ThePerson654321 OP t1_jbk8kxy wrote on March 9, 2023 at 5:21 PM

Reply to comment by farmingvillein in [D] Why isn't everyone using RWKV if it's so much better than transformers? by ThePerson654321

I'm basically just referring to the claims by the developer. He makes it sound extraordinary:

> best of RNN and transformer, great performance, fast inference, saves VRAM, fast training, "infinite" ctx_len, and free sentence embedding.

> Inference is very fast (only matrix-vector multiplications, no matrix-matrix multiplications) even on CPUs, so you can even run a LLM on your phone.

The most extraordinary claim I got stuck up on was "infinite" ctx_len. One of the biggest limitations of transformers today is imo their context length. Having an "infinite" ctx_len definitely feels like something DeepMind, OpenAi etc would want to investigate?

I definitely agree with that their might be a incompatibility with the already existing transformer specific infrastructure.

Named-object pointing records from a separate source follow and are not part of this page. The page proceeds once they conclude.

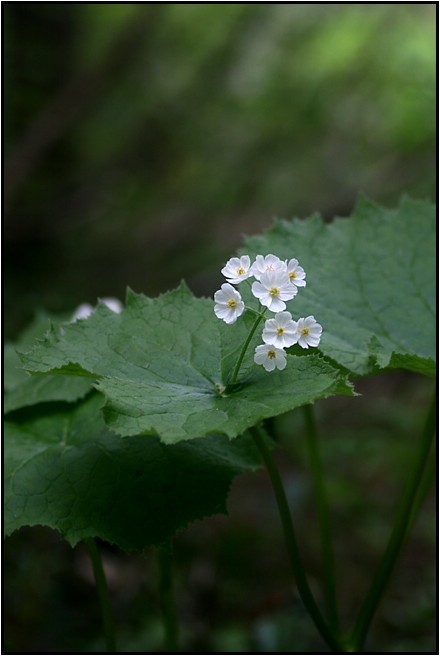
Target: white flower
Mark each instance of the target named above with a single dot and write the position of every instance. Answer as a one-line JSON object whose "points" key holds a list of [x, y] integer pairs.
{"points": [[265, 263], [237, 269], [280, 331], [85, 309], [308, 331], [296, 273], [228, 304], [270, 357], [273, 289]]}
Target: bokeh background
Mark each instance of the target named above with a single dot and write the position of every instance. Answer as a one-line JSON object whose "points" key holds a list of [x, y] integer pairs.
{"points": [[141, 142]]}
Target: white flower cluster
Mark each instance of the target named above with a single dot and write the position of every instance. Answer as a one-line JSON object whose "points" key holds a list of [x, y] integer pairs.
{"points": [[276, 281]]}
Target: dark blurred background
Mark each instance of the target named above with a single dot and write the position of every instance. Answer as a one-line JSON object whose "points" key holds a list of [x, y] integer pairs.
{"points": [[141, 142]]}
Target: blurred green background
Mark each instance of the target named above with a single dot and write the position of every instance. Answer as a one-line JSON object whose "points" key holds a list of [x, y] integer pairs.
{"points": [[141, 142]]}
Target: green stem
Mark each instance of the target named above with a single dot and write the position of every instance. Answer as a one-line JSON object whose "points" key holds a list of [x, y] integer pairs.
{"points": [[103, 595], [244, 349], [171, 625], [402, 523], [291, 542], [323, 516]]}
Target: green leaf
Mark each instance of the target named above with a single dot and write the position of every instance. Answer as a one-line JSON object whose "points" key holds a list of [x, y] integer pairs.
{"points": [[23, 390], [65, 470], [371, 283], [163, 364]]}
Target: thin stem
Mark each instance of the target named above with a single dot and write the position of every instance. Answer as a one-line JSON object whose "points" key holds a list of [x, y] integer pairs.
{"points": [[171, 625], [402, 523], [291, 542], [323, 516], [103, 595], [244, 348]]}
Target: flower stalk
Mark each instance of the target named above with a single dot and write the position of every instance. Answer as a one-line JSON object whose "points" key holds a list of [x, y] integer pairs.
{"points": [[103, 595], [291, 543], [400, 531]]}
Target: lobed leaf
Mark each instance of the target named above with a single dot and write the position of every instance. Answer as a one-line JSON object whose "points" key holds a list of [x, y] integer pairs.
{"points": [[64, 469], [163, 364]]}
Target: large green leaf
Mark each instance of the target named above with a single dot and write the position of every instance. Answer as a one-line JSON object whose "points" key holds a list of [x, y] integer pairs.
{"points": [[163, 363], [64, 469], [371, 283], [23, 390]]}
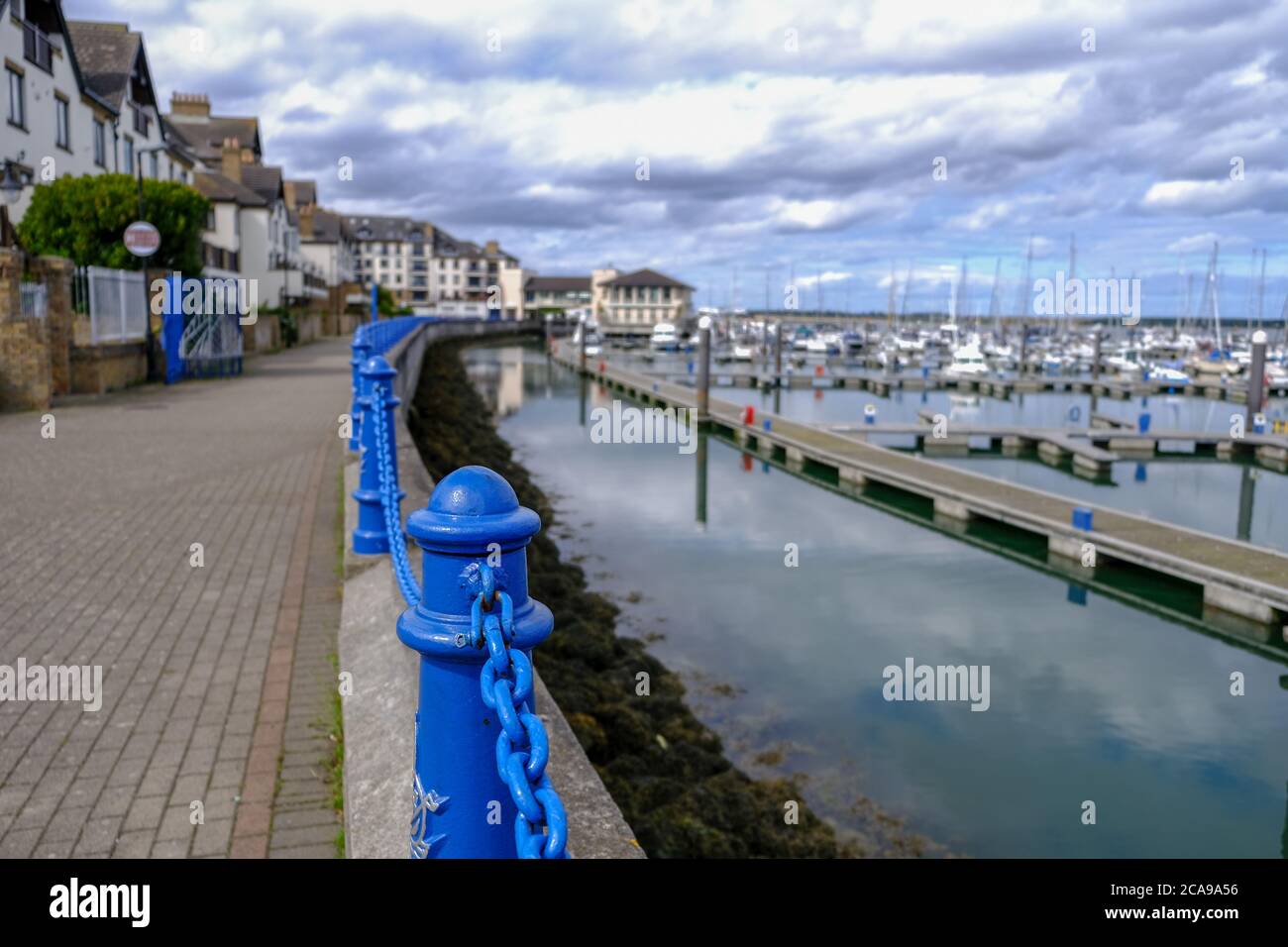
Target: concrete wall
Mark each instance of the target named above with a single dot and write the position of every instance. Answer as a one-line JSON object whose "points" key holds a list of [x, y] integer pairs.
{"points": [[110, 368]]}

But thanks for your answer. It might be one or more of the following:

The larger organizations hasn't noticed/cared about it yet
I overestimate how good it is (from the developer's description)
It has some unknown flaw that's not obvious to me and not stated in the repository's ReadMe.
All the existing infrastructure is tailored for transformers and is not compatible with RWKV

At least we'll see in time.

farmingvillein t1_jbkwkgl wrote on March 9, 2023 at 7:50 PM

> most extraordinary claim I got stuck up on was "infinite" ctx_len.

All RNNs have that capability, on paper. But the question is how well does the model actually remember and utilize things that happened a long time ago (things that happened beyond the the window that a transformer has, e.g.). In simpler RNN models, the answer is usually "not very".

Which doesn't mean that there can't be real upside here--just that it is not a clear slam-dunk, and that it has not been well-studied/ablated. And obviously there has been a lot of work in extending transformer windows, too.

LetterRip t1_jbkmk5e wrote on March 9, 2023 at 6:47 PM

> He makes it sound extraordinary

The problem is that extraordinary claims raise the 'qwack' suspicion when there isn't much evidence provided in support.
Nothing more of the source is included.